于是,彼时的知识份子的社会良心不象此时的“被狗吃了”,而是被镣铐枷死了。

但是,虽然他们被杀,被打,然而他们对真理、良知、正义与社会公正的追求,毕竟是先贤传下来的精神道统,尽管气若游丝,却不绝如缕,仍有林昭、顾准、遇罗克、张志新等思想志士穿透铁幕的呐喊……

“后文革时代”,在新型集权政治的裂缝里,长出了一片葱绿的思想苗芽。殊想不到,在“后文革时期”看上去已日趋驯良的专制巨兽,竟以最凶残的暴力方式猝然终结了这个时代。至今,钢铁履带依然辗压着中国人的中枢神经。

于是,中国进入了一个冗长而沉闷的“后极权时代”,中国士人的精神状态出现了迥然不同的变化,几乎所有体制内的知识份子都染上“集体失语症”,他们普遍回避了批判社会、针砭现实的道德责任。这种人文景观,便成了后极权时期的特征。更有甚者,一些“知识份子人渣”迅速泛起。“知识奴才”一抓一大把,如大学教授韩德强,为集权体制鸣锣开道之余,更呵斥批判专制、追求民主的异见人士:“做人要讲良心,我们不能吃着人家的,用着人家的,住着人家的,却一天到晚咒骂人家的十八代祖宗,恨不得把人家从坟墓里刨出来鞭尸。”类似人物在知识界还有一些,他们有的是极权统治者的家臣,有的则是食客。

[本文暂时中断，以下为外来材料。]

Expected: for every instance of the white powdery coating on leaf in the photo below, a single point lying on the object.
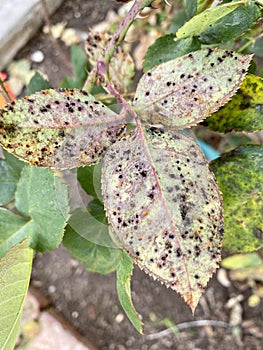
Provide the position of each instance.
(165, 208)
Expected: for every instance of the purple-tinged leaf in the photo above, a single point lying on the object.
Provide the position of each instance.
(186, 90)
(165, 208)
(59, 128)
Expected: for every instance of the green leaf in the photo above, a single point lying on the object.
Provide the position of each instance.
(257, 47)
(205, 19)
(95, 258)
(15, 269)
(12, 230)
(165, 208)
(190, 7)
(92, 224)
(79, 66)
(123, 285)
(59, 128)
(90, 179)
(43, 199)
(241, 261)
(232, 25)
(240, 178)
(10, 169)
(244, 112)
(37, 83)
(186, 90)
(166, 48)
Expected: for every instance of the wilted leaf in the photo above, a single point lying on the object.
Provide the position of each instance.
(15, 269)
(123, 285)
(240, 178)
(59, 128)
(121, 67)
(244, 112)
(165, 208)
(43, 199)
(95, 258)
(186, 90)
(10, 169)
(166, 48)
(232, 25)
(204, 19)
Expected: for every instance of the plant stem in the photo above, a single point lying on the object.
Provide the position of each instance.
(4, 92)
(116, 39)
(55, 43)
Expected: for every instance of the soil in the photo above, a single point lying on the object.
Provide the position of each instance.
(89, 300)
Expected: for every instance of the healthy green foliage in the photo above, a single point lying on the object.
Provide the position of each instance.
(241, 261)
(164, 206)
(166, 48)
(240, 178)
(10, 170)
(123, 285)
(200, 22)
(42, 198)
(244, 112)
(15, 269)
(232, 25)
(95, 257)
(59, 128)
(186, 90)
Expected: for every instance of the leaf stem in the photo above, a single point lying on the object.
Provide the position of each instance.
(115, 41)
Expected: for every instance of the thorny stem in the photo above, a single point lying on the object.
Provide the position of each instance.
(55, 43)
(116, 39)
(4, 92)
(186, 325)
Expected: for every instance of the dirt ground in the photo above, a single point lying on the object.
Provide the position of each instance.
(89, 301)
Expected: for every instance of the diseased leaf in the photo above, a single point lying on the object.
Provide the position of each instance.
(240, 178)
(166, 48)
(95, 258)
(123, 285)
(59, 128)
(43, 199)
(186, 90)
(206, 18)
(15, 269)
(232, 25)
(10, 169)
(165, 208)
(244, 112)
(12, 230)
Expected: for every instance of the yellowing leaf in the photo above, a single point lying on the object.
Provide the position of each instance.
(165, 208)
(184, 91)
(15, 269)
(244, 112)
(59, 128)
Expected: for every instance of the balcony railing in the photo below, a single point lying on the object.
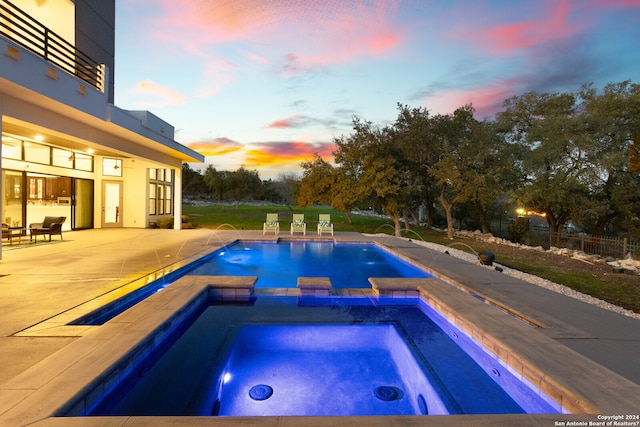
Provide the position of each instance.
(27, 32)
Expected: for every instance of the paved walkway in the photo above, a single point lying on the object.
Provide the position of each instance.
(40, 281)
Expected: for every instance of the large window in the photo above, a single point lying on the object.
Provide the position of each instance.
(160, 191)
(13, 148)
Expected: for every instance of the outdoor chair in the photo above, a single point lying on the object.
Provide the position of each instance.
(271, 224)
(50, 226)
(324, 224)
(298, 225)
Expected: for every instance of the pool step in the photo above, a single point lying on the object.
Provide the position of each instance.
(314, 286)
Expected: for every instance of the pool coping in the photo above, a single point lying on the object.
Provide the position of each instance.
(84, 366)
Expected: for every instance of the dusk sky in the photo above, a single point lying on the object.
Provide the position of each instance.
(268, 83)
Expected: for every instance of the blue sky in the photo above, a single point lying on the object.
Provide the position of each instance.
(265, 84)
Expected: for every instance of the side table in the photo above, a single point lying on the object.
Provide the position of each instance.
(16, 232)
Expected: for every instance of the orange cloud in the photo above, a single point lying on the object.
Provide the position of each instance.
(163, 95)
(217, 147)
(285, 153)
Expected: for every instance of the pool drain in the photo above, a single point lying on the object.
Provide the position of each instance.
(387, 393)
(422, 404)
(260, 392)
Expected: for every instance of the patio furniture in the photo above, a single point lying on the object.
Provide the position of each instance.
(50, 226)
(271, 224)
(298, 225)
(324, 224)
(11, 233)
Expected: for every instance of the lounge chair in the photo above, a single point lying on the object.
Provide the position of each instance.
(11, 233)
(298, 225)
(51, 225)
(271, 224)
(324, 224)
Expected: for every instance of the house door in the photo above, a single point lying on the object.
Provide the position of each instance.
(111, 204)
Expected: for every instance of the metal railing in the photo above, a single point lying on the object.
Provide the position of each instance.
(25, 31)
(615, 247)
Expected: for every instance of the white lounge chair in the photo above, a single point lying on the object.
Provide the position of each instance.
(271, 224)
(298, 225)
(324, 224)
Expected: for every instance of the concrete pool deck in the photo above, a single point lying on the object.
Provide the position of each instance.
(40, 282)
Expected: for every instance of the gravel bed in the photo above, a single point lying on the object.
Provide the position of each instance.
(535, 280)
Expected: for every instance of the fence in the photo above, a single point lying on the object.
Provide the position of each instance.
(603, 246)
(594, 245)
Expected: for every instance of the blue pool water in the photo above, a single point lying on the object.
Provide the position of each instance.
(338, 356)
(278, 265)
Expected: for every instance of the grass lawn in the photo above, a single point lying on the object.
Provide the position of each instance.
(617, 289)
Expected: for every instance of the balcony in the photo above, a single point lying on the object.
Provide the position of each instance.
(25, 31)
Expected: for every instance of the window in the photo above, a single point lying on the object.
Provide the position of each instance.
(152, 198)
(111, 167)
(11, 147)
(63, 158)
(37, 153)
(84, 162)
(160, 191)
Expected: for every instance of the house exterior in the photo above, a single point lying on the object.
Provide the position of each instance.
(67, 150)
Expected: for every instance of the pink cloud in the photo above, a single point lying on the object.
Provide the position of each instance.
(509, 37)
(289, 122)
(486, 99)
(156, 95)
(316, 35)
(216, 147)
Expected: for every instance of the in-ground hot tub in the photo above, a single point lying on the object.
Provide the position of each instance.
(319, 356)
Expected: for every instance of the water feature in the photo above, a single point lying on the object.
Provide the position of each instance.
(278, 265)
(279, 356)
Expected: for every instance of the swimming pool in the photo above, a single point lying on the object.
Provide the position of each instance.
(279, 264)
(341, 356)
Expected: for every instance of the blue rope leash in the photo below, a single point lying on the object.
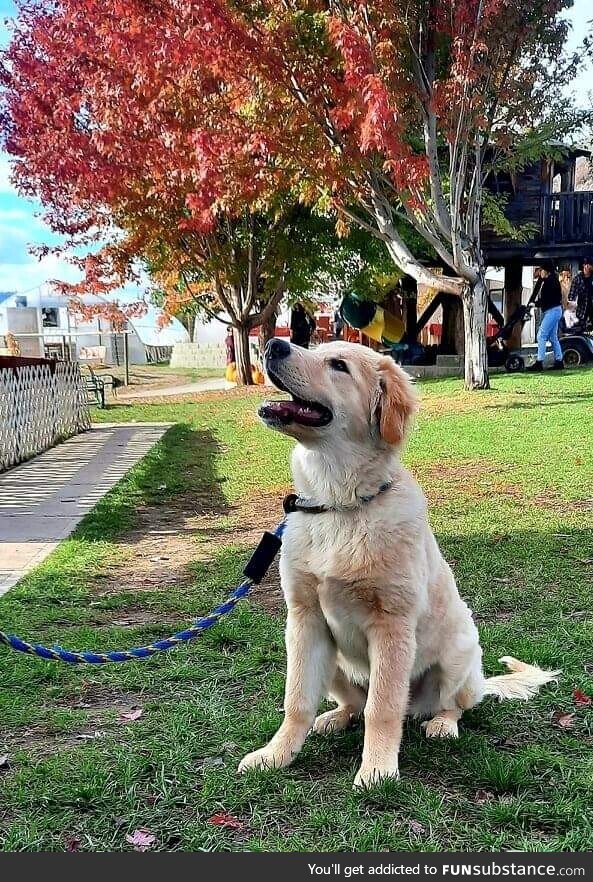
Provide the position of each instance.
(255, 571)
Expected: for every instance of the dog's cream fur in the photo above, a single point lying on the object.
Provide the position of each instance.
(375, 620)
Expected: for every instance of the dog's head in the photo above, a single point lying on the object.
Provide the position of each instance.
(338, 390)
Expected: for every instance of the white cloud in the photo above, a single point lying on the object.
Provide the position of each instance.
(32, 273)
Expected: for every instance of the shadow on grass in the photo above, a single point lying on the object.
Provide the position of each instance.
(180, 472)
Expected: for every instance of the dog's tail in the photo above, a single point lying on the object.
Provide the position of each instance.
(523, 683)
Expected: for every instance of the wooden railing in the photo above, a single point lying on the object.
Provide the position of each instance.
(567, 217)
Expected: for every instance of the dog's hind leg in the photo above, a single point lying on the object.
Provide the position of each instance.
(456, 697)
(350, 699)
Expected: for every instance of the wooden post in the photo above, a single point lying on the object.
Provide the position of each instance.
(513, 294)
(126, 360)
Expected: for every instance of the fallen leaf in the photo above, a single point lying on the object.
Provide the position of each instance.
(207, 761)
(134, 714)
(222, 819)
(563, 720)
(141, 839)
(582, 698)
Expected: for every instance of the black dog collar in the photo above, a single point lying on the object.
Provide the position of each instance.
(293, 502)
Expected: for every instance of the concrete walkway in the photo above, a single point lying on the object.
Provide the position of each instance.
(216, 384)
(42, 501)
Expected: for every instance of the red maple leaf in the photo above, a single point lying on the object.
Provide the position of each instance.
(223, 819)
(582, 698)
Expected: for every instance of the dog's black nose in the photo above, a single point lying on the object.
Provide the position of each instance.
(277, 348)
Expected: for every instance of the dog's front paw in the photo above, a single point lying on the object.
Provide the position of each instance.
(265, 758)
(367, 776)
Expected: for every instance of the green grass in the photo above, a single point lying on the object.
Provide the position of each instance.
(509, 475)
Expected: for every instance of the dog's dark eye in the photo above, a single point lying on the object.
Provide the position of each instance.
(336, 364)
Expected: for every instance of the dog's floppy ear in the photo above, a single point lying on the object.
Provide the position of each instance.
(396, 401)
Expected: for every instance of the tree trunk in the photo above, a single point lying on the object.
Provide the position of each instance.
(267, 330)
(452, 336)
(242, 356)
(475, 311)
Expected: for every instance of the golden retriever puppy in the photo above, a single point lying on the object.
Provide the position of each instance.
(375, 620)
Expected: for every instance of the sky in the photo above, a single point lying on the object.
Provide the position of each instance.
(21, 226)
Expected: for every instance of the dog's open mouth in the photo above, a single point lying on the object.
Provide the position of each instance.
(294, 409)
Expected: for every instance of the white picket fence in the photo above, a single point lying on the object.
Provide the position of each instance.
(38, 409)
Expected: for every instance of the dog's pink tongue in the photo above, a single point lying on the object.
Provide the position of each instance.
(291, 411)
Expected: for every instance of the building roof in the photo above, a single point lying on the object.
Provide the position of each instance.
(150, 334)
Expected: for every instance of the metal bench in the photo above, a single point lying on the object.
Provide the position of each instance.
(94, 385)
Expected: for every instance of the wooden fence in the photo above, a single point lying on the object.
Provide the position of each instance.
(41, 404)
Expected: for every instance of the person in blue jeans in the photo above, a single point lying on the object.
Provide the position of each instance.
(548, 296)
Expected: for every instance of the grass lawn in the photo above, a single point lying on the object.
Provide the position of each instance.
(509, 475)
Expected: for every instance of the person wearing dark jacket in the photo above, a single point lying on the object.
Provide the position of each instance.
(548, 296)
(581, 291)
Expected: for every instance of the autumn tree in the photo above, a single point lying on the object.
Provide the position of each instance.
(400, 108)
(101, 109)
(164, 121)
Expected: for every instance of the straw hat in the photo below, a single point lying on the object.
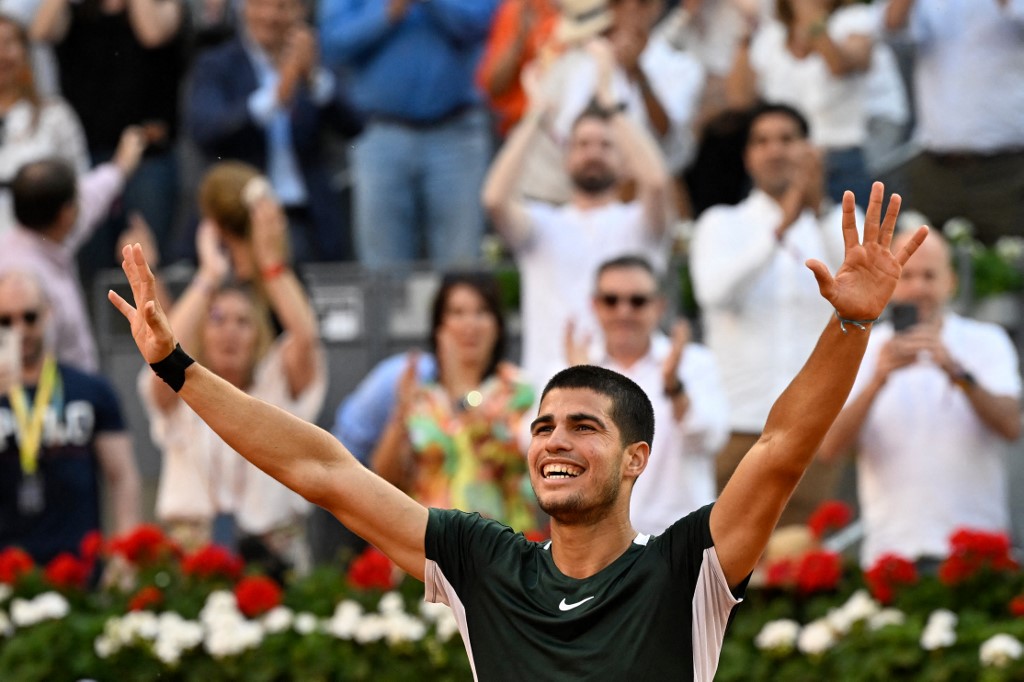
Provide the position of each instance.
(582, 19)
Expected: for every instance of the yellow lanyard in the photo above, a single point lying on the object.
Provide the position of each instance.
(30, 426)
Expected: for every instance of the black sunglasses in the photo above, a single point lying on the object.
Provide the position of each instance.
(636, 301)
(30, 317)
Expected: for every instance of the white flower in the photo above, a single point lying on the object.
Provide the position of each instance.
(957, 228)
(403, 628)
(278, 619)
(858, 607)
(345, 621)
(370, 629)
(885, 617)
(305, 624)
(232, 639)
(47, 606)
(391, 603)
(777, 635)
(1000, 649)
(104, 646)
(940, 630)
(1010, 248)
(433, 610)
(816, 637)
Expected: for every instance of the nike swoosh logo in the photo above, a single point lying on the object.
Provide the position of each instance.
(568, 607)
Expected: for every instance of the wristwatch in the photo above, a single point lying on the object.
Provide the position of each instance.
(964, 379)
(675, 389)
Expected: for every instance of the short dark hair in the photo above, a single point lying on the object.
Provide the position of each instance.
(771, 108)
(41, 189)
(631, 409)
(628, 261)
(484, 284)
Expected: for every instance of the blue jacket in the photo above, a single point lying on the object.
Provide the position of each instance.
(421, 68)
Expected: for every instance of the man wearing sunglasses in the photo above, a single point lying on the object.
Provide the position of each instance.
(56, 213)
(62, 439)
(681, 379)
(558, 248)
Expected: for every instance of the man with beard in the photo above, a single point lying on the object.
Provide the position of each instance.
(760, 310)
(558, 248)
(599, 600)
(62, 439)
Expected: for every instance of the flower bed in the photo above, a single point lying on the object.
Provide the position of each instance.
(202, 617)
(205, 616)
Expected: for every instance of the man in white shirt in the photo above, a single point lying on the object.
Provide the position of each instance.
(759, 305)
(930, 414)
(558, 248)
(681, 379)
(969, 94)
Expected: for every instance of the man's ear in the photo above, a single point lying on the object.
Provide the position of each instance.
(635, 459)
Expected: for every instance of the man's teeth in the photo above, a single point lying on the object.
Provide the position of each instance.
(561, 471)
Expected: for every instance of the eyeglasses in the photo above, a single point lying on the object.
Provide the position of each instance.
(30, 317)
(636, 301)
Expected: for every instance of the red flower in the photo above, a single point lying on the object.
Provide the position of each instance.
(144, 598)
(973, 551)
(66, 570)
(91, 546)
(830, 515)
(889, 572)
(14, 562)
(212, 561)
(256, 595)
(372, 569)
(818, 570)
(145, 545)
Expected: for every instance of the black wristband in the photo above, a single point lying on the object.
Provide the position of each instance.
(172, 368)
(677, 389)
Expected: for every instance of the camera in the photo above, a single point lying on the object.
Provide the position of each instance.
(904, 315)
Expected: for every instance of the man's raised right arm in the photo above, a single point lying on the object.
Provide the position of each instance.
(301, 456)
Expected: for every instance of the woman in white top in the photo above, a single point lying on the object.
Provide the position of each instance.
(33, 127)
(227, 328)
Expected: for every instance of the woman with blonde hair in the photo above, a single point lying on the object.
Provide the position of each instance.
(228, 327)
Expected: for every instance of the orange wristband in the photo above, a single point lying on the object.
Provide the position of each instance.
(271, 271)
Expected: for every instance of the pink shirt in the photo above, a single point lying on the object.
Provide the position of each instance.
(54, 263)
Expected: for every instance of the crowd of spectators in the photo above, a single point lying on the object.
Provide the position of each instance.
(599, 140)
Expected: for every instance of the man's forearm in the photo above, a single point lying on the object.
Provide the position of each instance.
(288, 449)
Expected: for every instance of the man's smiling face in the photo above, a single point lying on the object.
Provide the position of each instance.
(577, 456)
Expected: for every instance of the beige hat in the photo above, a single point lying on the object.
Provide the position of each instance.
(582, 19)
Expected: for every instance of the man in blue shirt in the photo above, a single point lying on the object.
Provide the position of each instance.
(419, 164)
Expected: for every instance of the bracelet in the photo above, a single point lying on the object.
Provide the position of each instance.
(271, 271)
(172, 368)
(860, 324)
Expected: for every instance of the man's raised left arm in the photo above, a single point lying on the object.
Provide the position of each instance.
(749, 508)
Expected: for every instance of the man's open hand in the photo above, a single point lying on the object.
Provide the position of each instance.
(148, 324)
(866, 279)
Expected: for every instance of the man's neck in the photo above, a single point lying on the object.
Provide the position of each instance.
(589, 202)
(582, 551)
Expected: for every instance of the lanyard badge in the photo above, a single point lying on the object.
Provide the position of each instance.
(31, 498)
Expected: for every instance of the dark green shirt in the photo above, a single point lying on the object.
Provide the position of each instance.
(656, 612)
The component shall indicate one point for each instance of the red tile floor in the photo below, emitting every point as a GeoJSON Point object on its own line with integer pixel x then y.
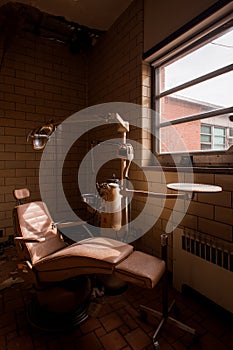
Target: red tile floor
{"type": "Point", "coordinates": [117, 324]}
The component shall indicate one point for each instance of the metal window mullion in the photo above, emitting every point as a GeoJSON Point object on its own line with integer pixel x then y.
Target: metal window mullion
{"type": "Point", "coordinates": [157, 108]}
{"type": "Point", "coordinates": [194, 117]}
{"type": "Point", "coordinates": [198, 80]}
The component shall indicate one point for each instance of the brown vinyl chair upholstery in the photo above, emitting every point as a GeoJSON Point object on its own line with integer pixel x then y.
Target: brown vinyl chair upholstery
{"type": "Point", "coordinates": [51, 259]}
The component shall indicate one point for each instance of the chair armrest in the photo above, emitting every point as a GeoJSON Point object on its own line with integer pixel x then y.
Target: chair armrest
{"type": "Point", "coordinates": [68, 224]}
{"type": "Point", "coordinates": [29, 239]}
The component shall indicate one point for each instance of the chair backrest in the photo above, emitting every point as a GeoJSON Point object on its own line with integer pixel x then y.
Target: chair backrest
{"type": "Point", "coordinates": [32, 220]}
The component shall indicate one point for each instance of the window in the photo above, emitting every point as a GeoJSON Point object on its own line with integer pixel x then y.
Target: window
{"type": "Point", "coordinates": [192, 89]}
{"type": "Point", "coordinates": [213, 137]}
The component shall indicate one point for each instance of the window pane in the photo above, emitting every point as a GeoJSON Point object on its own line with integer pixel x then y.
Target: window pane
{"type": "Point", "coordinates": [189, 136]}
{"type": "Point", "coordinates": [219, 139]}
{"type": "Point", "coordinates": [205, 129]}
{"type": "Point", "coordinates": [205, 138]}
{"type": "Point", "coordinates": [219, 131]}
{"type": "Point", "coordinates": [202, 97]}
{"type": "Point", "coordinates": [198, 62]}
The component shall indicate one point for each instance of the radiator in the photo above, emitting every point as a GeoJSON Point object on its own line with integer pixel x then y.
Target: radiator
{"type": "Point", "coordinates": [205, 264]}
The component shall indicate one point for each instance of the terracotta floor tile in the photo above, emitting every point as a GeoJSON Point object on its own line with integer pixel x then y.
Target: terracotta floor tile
{"type": "Point", "coordinates": [111, 321]}
{"type": "Point", "coordinates": [113, 341]}
{"type": "Point", "coordinates": [138, 339]}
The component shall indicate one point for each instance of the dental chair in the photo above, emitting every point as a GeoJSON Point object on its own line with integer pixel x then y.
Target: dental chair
{"type": "Point", "coordinates": [63, 273]}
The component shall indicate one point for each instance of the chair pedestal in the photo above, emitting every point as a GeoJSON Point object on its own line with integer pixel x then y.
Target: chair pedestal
{"type": "Point", "coordinates": [61, 307]}
{"type": "Point", "coordinates": [166, 309]}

其实,后极权时代知识份子的失语症,归根到底来自对专制主义的原始恐惧。“生命诚可贵,爱情价更高,若为自由故,两者皆可抛”,这首在全世界范围内成为公共知识份子一生的奋斗目标的著名诗歌,虽然在中国也家喻户晓。但是,中国知识份子有几人能读懂的呢?

郭泉:民主先声16:中国知识份子正在从“为天地立心”快速地沦落为“学干禄”

张载认为中国士人的生命宗旨是“为天地立心,为生民立命,为往圣继绝学,为万世开太平。”(《张子语录》),曾几何时,“为天地立心,为生民立命”的中国文人开始堕落,堕落成要么皆“学干禄”(《论语‧为政》),要么噤若寒蝉。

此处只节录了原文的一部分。